2. Dogs can help you read
The presence of a friendly dog has been shown to significantly improve the speed and accuracy in which young children complete mental and physical tasks. Sophie Hall says: ‘There is increasing interest in in the value of “reading with dogs” schemes in schools. We don’t know why reading with a dog helps, but it’s thought that the presence of a dog can reduce anxiety, and increase motivation, confidence, engagement and feelings of support.’
Tip: If your child struggles with reading, encourage them to read with you and your dog, if your dog is happy to sit in!
This last point about assisted reading brings me on to how animals help children who are diagnosed with physical and mental health conditions. Therapy dogs have revolutionised family life and even have special status to be allowed into shops, restaurants and medical facilities in many countries.
The Child Mind Institute article retells the experience of one mother with her daughter Caroline, who has autistic tendencies. A trip to the dentist initially failed spectacularly, but when they returned with their therapy dog the session went much more smoothly.
If it is not possible for you to have a pet at home, then taking children to visit rescue places like the Eden Sanctuary, or seeking help through Equine Minds may be helpful. Horses too are great therapists:
“Hippotherapy, derived from the Greek word “hippos” for “horse,” is a treatment strategy used by physical, occupational, and speech and language therapists in a one-to-one treatment session. It may be used to help those from as young as 18 months to adults with developmental delays, brain injuries, learning disabilities, sensory issues, autism and other challenges.
There’s also therapeutic riding, supervised by a certified instructor, in which children work on social, emotional and physical goals as they learn to sit properly in the saddle, use reins to command the horse, and ride at a walk and then a bouncy trot”.
Further benefit comes from children helping with the ownership of animals, it can be a gentle way to explore together how we need to learn about and care for our pets. The BPS article for example shows us that many animals are indeed very intelligent, so it is important to create a stimulating environment at home.
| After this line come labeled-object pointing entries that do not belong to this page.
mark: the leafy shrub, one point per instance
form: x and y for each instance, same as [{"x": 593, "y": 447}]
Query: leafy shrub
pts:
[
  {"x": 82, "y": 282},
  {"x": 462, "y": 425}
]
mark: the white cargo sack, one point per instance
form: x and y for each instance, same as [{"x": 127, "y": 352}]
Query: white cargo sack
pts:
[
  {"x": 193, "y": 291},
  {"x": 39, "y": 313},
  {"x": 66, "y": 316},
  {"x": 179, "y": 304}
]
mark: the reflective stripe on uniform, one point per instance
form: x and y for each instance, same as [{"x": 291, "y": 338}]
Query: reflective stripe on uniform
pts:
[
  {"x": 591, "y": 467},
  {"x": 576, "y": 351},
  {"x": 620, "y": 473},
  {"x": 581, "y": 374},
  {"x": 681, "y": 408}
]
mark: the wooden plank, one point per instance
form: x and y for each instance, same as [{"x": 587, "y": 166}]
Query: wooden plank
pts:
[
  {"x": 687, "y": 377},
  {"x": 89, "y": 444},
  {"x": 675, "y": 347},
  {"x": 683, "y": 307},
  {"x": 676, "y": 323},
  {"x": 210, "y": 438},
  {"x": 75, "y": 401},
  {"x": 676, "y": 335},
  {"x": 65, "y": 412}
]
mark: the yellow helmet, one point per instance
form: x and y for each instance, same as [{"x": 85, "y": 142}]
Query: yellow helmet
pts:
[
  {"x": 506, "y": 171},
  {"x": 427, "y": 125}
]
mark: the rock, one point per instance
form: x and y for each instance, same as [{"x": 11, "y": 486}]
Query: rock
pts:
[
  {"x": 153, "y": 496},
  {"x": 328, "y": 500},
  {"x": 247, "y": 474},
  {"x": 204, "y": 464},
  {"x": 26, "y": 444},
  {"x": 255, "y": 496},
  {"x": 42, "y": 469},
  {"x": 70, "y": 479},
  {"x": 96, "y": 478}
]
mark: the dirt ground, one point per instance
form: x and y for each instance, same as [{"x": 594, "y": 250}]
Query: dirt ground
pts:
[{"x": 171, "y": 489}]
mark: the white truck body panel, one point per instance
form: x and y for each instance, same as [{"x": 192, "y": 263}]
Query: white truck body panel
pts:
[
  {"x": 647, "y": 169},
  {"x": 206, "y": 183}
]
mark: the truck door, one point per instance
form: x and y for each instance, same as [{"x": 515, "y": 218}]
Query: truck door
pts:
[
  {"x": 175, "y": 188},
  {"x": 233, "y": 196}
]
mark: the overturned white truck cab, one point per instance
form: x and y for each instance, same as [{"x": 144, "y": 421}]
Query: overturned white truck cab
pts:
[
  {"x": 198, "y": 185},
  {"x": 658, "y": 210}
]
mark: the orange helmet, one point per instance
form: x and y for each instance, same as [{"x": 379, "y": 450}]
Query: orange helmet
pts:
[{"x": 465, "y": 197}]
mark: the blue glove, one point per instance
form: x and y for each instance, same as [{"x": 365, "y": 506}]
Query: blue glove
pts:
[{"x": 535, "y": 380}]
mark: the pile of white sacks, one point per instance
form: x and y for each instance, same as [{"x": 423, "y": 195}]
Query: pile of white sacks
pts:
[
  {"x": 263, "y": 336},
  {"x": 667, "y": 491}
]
Cats apparently prefer several meals a day that they have to work for – so using puzzle feeders can be useful in explaining to children how to learn about the animal’s natural environment and how to develop the bond between human and animal. Reptiles are far more intelligent than we give them credit for, and this can lead to teaching children to look for the more subtle signs if the animal is suffering.
Most animals have shorter life spans that we humans, carefully handled, we can gently introduce children to expressing emotions around death, we can authentically show our own emotions and model how we handle them, letting our children know that it’s absolutely ok to be really sad.
If it is not possible to own a family pet, there are plenty of volunteer places on the island that would welcome helpers. Free therapy for all!